ただ、私が一人っきりになるとさらわれる恐れがあるので、コロネちゃんの頭の上にアイ=ドールを乗せて外出することにしています。
ついでに勇者の剣――ヘルメスも背中に担いで歩いています。街の中からいたるところに金属があるので、何かあってもこれで迎撃できるといいました。
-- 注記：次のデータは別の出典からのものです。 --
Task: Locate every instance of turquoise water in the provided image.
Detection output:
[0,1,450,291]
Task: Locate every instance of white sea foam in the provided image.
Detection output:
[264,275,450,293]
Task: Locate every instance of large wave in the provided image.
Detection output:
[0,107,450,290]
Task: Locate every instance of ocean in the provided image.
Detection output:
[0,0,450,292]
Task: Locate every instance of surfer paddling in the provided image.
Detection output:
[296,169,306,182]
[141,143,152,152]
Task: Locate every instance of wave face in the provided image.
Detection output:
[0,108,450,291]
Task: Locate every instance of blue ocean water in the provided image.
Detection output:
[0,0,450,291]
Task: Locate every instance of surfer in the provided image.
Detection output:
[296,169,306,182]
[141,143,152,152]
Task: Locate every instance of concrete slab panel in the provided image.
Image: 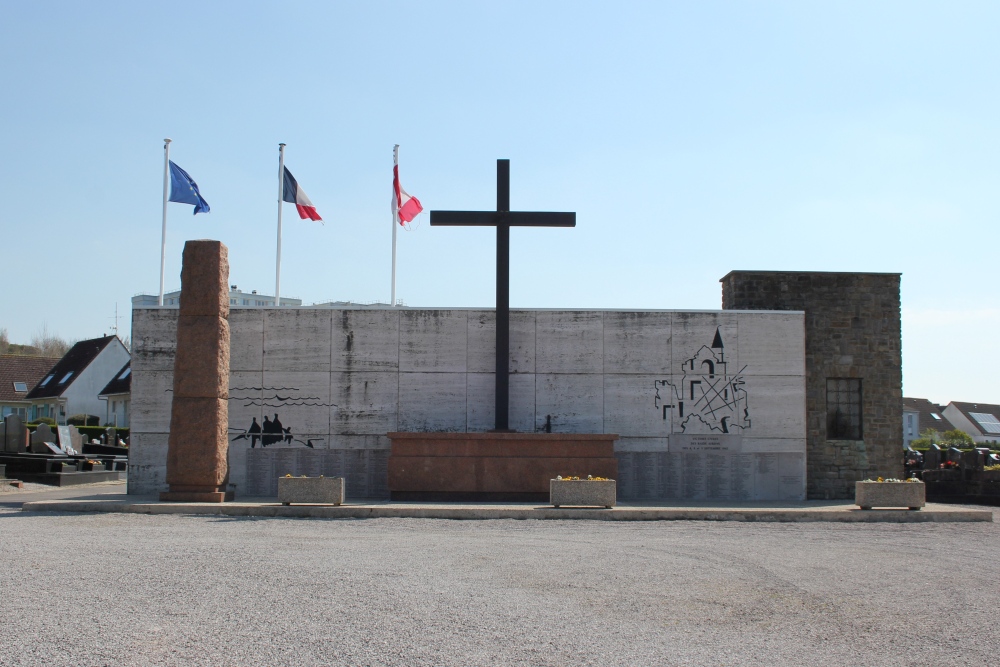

たまに……「ちっ」という音が聞こえましたが、おそらく追跡者でしょう。
不思議なことですが……何故彼らは迷宮の地図を手に入れたのでしょうか。
それに……こんなに超絶可愛い私に何故手をつけなかったのか?
もしかしたら、私はそんなに可愛くないのか……。
……そうに違いない。
今までお姫様補正とダークエルフ補正がかかっていたのね。
もう少し容姿に気をつけよ……。
「ど、どうしたの? ジニーおねえちゃん」
コロネは毎日清潔にして、服装を可愛くしたら美少女だった。
これなら思春期真っ盛りのデュランも間違いを犯すはずだ。
なんか婚約者とか言っていたし、どこまで関係が進んでいるのか、怖くて聞けなかった。
「どうしたら、可愛くなれるかなって……」
(い、嫌味だ……ダークエルフのくせに……)
「どうしたの?」
(……もしかしたら可愛いじゃなくて、綺麗と言って欲しいのかな。女は自分の中に答えを持っているから、肯定してもらいたいと思っていると聞いたことがある)
「おーい」
「おねえちゃんは綺麗だよ!」
(コロネちゃん、凄い形相だ……やっぱり私は不細工なのね……。そんなに必死になるほど……。いや、不細工だからと言ってなんだ! 両親から貰った大事な顔じゃないか! ああ……お姫様補正も利用してやろう! ダークエルフ補正も利用してやろう! 補正も全て私の要素だ! そして、綺麗な服を着よう! 化粧も真面目にしよう! 所作は優雅になろう! 自分を磨くと言う逃げ道に走らず、優れた資質を持つ立派なエルフになろう! 私がこの世界の主役だ! 世界は私のものだぁ!)